Earn What You Spend

Graduate School - is the leverage worth it?

The economy shed nearly 700,000 jobs in February, according to ADP, and although these numbers aren’t the official tally, it’s hard to read anything positive here.  What are the previously employed doing?  Jobs, especially in certain sectors, are harder than ever to come by, so a number are turning to graduate school to ride out the storm. 

Business Insider questions the wisdom of such career moves.  Is it worth all the debt to attend graduate school in a time like this?  As our entire economy undergoes a massive deleveraging, are we certain adding more leverage is the right thing to do?  John Carney notes that

Many professionals decide that they’d rather wait out the recession ensconced in a school somewhere than take a job they see as beneath them for wages they would have scoffed at during the boom. Our system seems designed to encourage this.
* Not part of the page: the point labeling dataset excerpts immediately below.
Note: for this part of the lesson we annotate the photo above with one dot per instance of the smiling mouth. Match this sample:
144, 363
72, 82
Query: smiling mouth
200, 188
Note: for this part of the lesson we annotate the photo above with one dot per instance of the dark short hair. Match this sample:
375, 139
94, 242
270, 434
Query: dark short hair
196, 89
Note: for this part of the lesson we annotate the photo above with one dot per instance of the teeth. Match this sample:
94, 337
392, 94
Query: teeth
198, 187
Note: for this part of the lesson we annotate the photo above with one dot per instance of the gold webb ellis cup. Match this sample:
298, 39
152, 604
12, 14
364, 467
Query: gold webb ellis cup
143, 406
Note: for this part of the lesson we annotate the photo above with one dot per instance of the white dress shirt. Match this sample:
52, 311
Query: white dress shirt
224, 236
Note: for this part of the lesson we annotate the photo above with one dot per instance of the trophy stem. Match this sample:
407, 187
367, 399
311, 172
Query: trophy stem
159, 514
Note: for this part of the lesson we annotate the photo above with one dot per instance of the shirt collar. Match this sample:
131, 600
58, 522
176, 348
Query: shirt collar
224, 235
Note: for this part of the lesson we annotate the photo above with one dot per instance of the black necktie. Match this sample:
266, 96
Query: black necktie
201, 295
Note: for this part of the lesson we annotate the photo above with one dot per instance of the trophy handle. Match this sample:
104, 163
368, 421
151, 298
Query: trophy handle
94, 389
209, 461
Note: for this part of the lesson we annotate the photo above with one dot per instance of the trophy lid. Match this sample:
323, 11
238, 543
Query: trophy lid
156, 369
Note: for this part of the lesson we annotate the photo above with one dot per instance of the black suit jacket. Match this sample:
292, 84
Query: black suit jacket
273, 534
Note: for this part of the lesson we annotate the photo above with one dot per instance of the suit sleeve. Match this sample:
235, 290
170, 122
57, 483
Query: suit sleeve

Even with our credit markets in turmoil, there are still plenty of student loans to be had and the tax system rewards spending money on education.

Some of this is clearly debatable - a number of tax breaks phase out pretty quickly at certain levels of income, and depending upon the success of Obama’s budget and stimulus bill, the student loan market could dry up pretty quickly. 

But Carney references an interesting blog post by Penelope Trunk - Trunk lists eight reasons graduate school in a time like this (or in any time, from her point of view) is simply a bad idea.  Her eight reasons are

  1. Grad school pointlessly delays adulthood. 
  2. PhD programs are pyramid schemes 
  3. Business school is not going to help 90% of the people who go.
  4. Law school is a factory for depressives.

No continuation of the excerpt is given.